Carlo Bertini per “la Stampa”
Punto primo: a meno che non sia solo tattica per alzare la posta nella trattativa sulle poltrone (questa la speranza dei dem) dai primi segnali si capisce che a Carlo Calenda e a Giuseppe Conte non interessa granché vincere le regionali nel Lazio, così come in Lombardia. Mentre al Pd interessa eccome ed è pronto a lanciare una rappresaglia: «Se loro rompono l'alleanza per farci perdere le prossime regionali, li faremo uscire da tutte le giunte sui territori, vista la grande generosità con cui li abbiamo trattati», dice uno dei più alti in grado. Una minaccia che suona possibile, visto che in alcune realtà come Cosenza, «i grillini hanno un assessore senza avere consiglieri in grado di far cadere la giunta». Una misura che farebbe scoppiare dentro i 5stelle una serie di incendi sui territori difficili da domare per Conte.
Certo i dem vogliono costruire le alleanze, ma se questo atteggiamento di Conte e Calenda si trascina fino alle estreme conseguenze, il Pd con le spalle al muro potrebbe reagire facendo uscire da tutte le giunte i 5stelle e anche Azione, nelle realtà come il Lazio dove governa insieme a Pd e M5s. Ma nel Pd c'è chi, come Francesco Boccia, già si straccia le vesti, perché «o si va avanti con M5s e terzo polo, oppure si perde»: per questo il responsabile enti locali è convinto che alla fine con Conte si riuscirà a trovare un accordo, specie se nel congresso a tesi del Pd prevarrà l'ala «giallorossa».

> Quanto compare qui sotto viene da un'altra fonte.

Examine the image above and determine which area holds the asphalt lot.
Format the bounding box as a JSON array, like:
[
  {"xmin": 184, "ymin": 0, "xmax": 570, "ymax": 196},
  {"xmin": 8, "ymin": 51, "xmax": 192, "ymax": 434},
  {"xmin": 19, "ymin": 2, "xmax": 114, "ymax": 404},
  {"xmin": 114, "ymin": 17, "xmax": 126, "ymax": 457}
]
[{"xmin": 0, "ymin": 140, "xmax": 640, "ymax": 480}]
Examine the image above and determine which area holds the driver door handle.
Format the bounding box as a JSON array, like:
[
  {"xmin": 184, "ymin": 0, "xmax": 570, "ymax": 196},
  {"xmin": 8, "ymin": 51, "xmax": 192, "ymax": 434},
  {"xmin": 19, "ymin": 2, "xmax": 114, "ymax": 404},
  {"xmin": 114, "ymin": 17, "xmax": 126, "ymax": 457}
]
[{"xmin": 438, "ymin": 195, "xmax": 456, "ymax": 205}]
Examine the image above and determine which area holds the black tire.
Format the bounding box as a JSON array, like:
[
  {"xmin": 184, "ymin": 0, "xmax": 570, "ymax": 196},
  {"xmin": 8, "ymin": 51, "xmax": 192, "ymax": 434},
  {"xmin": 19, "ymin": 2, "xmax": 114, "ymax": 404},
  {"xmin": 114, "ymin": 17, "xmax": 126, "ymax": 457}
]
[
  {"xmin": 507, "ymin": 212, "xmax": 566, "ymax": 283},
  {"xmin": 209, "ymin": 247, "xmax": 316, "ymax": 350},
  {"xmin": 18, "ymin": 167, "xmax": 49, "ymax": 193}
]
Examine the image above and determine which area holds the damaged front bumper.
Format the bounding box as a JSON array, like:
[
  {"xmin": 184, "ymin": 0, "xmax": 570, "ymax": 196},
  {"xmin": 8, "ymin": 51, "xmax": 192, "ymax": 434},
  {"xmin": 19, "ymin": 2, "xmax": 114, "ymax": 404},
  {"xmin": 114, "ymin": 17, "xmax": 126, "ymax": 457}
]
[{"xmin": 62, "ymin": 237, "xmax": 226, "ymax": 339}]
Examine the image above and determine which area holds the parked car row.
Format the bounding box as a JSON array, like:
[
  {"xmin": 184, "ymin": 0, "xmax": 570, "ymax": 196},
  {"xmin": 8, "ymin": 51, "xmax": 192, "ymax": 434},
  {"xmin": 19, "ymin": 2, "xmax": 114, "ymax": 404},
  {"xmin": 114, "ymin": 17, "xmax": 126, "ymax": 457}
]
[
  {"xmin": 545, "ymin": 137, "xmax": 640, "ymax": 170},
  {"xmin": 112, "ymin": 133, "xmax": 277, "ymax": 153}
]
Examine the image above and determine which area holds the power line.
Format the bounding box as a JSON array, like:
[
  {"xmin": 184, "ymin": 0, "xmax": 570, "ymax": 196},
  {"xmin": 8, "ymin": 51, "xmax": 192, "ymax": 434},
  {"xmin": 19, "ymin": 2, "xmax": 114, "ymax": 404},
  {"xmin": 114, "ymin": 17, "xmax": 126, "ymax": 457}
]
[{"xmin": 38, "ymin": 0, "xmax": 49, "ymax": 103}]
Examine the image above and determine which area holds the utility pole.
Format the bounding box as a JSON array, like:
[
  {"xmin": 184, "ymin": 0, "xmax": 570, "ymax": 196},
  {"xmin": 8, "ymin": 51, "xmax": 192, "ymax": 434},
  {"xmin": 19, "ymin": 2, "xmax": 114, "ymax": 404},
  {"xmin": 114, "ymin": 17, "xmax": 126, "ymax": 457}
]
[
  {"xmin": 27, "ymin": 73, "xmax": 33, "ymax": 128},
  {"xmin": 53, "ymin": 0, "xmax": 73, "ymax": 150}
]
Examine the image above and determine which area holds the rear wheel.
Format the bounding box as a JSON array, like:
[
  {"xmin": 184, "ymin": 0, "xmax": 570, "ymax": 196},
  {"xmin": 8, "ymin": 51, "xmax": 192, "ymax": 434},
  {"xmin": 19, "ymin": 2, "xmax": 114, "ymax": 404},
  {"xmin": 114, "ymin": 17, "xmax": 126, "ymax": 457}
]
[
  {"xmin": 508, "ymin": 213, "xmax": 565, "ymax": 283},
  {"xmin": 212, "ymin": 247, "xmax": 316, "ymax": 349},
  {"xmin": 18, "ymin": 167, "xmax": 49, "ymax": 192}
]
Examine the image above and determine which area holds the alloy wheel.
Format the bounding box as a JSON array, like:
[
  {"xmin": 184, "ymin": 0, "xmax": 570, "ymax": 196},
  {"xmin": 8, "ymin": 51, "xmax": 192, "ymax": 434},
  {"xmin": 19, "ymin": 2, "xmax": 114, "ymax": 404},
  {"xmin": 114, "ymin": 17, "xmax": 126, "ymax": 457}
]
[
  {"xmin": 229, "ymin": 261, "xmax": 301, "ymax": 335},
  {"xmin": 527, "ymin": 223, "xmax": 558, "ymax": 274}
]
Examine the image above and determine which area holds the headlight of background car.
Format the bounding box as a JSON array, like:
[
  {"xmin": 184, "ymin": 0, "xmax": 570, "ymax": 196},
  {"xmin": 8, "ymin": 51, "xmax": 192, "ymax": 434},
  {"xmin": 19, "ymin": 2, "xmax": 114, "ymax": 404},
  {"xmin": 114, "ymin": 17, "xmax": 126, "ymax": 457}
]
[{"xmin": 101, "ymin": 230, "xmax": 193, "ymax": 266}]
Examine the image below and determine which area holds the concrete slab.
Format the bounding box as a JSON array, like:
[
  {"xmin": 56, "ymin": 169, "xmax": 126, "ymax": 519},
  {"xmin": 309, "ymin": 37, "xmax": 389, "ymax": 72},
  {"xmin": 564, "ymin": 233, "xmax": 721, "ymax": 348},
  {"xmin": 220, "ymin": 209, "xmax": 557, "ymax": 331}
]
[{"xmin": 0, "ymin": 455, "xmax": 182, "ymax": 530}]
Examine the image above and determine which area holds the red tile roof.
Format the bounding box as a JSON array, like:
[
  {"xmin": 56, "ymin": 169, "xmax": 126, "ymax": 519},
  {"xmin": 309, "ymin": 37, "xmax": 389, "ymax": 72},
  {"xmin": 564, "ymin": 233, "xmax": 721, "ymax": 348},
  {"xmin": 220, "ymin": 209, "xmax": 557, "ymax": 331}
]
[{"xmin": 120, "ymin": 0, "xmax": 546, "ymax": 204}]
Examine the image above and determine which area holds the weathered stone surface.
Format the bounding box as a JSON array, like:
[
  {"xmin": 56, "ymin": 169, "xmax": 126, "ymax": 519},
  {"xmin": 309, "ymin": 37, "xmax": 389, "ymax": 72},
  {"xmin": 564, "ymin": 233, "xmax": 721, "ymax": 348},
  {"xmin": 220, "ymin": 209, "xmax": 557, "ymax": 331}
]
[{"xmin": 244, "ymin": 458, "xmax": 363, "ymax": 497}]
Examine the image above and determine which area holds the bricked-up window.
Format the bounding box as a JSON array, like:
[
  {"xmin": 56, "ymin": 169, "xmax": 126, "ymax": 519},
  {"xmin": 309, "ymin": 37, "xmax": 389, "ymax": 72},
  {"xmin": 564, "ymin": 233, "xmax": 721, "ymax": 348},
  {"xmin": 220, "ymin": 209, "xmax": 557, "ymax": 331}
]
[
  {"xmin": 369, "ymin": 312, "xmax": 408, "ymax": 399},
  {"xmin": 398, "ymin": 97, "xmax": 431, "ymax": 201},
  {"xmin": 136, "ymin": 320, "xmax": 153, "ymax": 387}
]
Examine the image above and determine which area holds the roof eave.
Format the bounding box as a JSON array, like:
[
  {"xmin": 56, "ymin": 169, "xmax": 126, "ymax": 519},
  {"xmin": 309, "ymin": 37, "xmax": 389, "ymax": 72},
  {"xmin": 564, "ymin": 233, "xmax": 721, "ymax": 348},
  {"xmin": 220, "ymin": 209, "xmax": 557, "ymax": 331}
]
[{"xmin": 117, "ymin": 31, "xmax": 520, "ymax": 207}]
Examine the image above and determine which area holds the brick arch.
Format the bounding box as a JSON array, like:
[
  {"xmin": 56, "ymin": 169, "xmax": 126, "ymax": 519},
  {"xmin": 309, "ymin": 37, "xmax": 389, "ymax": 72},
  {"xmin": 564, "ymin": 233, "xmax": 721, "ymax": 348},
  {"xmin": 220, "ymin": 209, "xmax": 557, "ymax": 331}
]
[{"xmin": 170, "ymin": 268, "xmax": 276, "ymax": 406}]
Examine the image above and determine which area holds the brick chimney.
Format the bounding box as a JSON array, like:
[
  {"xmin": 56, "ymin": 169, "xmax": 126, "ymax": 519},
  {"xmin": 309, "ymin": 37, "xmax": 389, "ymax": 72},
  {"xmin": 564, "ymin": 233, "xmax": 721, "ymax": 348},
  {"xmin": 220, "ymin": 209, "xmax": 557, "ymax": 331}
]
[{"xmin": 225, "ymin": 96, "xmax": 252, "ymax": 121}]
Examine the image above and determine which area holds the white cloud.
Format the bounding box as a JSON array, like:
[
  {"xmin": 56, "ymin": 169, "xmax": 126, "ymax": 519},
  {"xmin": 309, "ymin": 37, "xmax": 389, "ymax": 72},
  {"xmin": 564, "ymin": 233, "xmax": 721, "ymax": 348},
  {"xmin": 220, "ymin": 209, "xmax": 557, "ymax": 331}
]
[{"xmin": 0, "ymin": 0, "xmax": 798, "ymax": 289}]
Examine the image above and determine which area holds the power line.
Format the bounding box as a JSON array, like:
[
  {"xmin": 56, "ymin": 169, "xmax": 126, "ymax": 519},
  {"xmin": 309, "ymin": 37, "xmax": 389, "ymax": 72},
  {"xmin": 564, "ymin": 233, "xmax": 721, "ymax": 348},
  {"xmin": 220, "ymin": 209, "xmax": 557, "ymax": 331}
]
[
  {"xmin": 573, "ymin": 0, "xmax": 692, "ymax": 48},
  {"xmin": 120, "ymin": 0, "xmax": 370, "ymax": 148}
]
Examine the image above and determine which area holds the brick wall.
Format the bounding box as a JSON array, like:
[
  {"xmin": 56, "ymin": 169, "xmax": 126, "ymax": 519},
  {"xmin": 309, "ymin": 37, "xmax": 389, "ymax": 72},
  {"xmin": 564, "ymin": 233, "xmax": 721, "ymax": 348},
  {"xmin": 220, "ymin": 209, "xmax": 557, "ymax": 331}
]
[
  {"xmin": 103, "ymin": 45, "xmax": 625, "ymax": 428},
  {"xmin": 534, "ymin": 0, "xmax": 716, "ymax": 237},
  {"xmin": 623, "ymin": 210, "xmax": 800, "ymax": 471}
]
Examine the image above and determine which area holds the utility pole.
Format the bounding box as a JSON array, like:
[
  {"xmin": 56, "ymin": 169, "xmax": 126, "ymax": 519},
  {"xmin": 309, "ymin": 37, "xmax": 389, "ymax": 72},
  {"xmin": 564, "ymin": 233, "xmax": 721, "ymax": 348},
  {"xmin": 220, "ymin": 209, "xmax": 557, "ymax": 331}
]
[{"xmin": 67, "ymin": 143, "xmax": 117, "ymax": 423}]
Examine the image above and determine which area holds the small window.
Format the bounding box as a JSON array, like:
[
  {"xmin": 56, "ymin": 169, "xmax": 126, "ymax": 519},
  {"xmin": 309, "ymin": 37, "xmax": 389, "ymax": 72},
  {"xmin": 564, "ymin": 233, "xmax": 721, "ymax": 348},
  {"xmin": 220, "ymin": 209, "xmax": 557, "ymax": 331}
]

Peccato che i buoni propositi vengano stroncati dall'alto, perché il leader di Azione dice no ai 5stelle («non saremo in coalizione con loro») e Giuseppe Conte fa sapere che non è aria di accordi, perché «la questione dell'inceneritore a Roma - dice ai suoi - ha fatto cadere un governo, ovvio che sia dirimente per il Lazio». E se Conte «non si fida di questa leadership del Pd», sarà però proprio Enrico Letta e il suo gruppo dirigente a gestire la partita delle regionali. Visto che i gazebo per decidere il nuovo segretario si apriranno alla fine di un lungo percorso congressuale, quando le urne per la scelta del presidente del Lazio saranno già chiuse.
Quindi a meno di sorprese, il rebus regionali potrebbe risolversi come quello delle politiche: campo largo dei progressisti in frantumi e vittoria della destra unita. E tutto ciò malgrado le ragioni della convenienza: vincendo in coalizione, Calenda avrebbe 3 o 4 assessori capaci di incidere sulla vita di 5 milioni di cittadini, dicono i dem locali, da solo avrebbe un consigliere e basta. Idem per i 5stelle, che potrebbero spuntare richieste di ogni sorta.
Senza contare i rapporti personali: raccontano che dei tre candidati in pectore del Pd per la carica di governatore - Alessio D'Amato, Enrico Gasbarra e il vicegovernatore Daniele Leodori - quest' ultimo pare abbia ottimi rapporti con la grillina più influente, Daniela Lombardi, favorevole all'alleanza: «Saranno le Regioni a dire la propria - sostiene lei - è giusto che la decisione arrivi dal basso verso l'alto e non viceversa»; Gasbarra e Conte pare si conoscano bene e l'assessore alla Sanità D'Amato è molto apprezzato da Calenda che lo ha elogiato pubblicamente a più riprese.
Punto secondo, la partita delle regionali è influenzata dalle mire nazionali di Conte e dei leader del Terzo Polo, tutti vogliosi di fare incetta dei voti dem: se l'intenzione di Renzi è di spingere il Pd alle regionali contro un muro per dargli il colpo di grazia e annetterlo, l'ala sinistra dei dem prova a stoppare l'opa ostile. Goffredo Bettini, dopo aver sentito le parole di Renzi - «ci saranno due opposizioni, una riformista con me e Calenda e una populista con Conte e quelli del Pd che amano Conte» - capisce l'antifona.
Ovvero che è in corso una manovra di Renzi per far capire ai suoi ex sodali del Pd che non gli conviene restare in un partito in via di estinzione e che fanno meglio a passare subito col terzo polo. Bettini dunque si attacca al telefono con vari interlocutori e fa arrivare al leader di Azione il messaggio che lui non proporrà affatto l'uscita dal Pd e la nascita di una nuova formazione politica. Quindi non ci sarà una nuova «cosa rossa», di cui si attribuisce la paternità allo stesso Bettini in combutta con Conte: l'ideologo dem dirà la sua nel partito che ha fondato, puntando a spostarne l'asse a sinistra. Ma nel congresso, non fuori.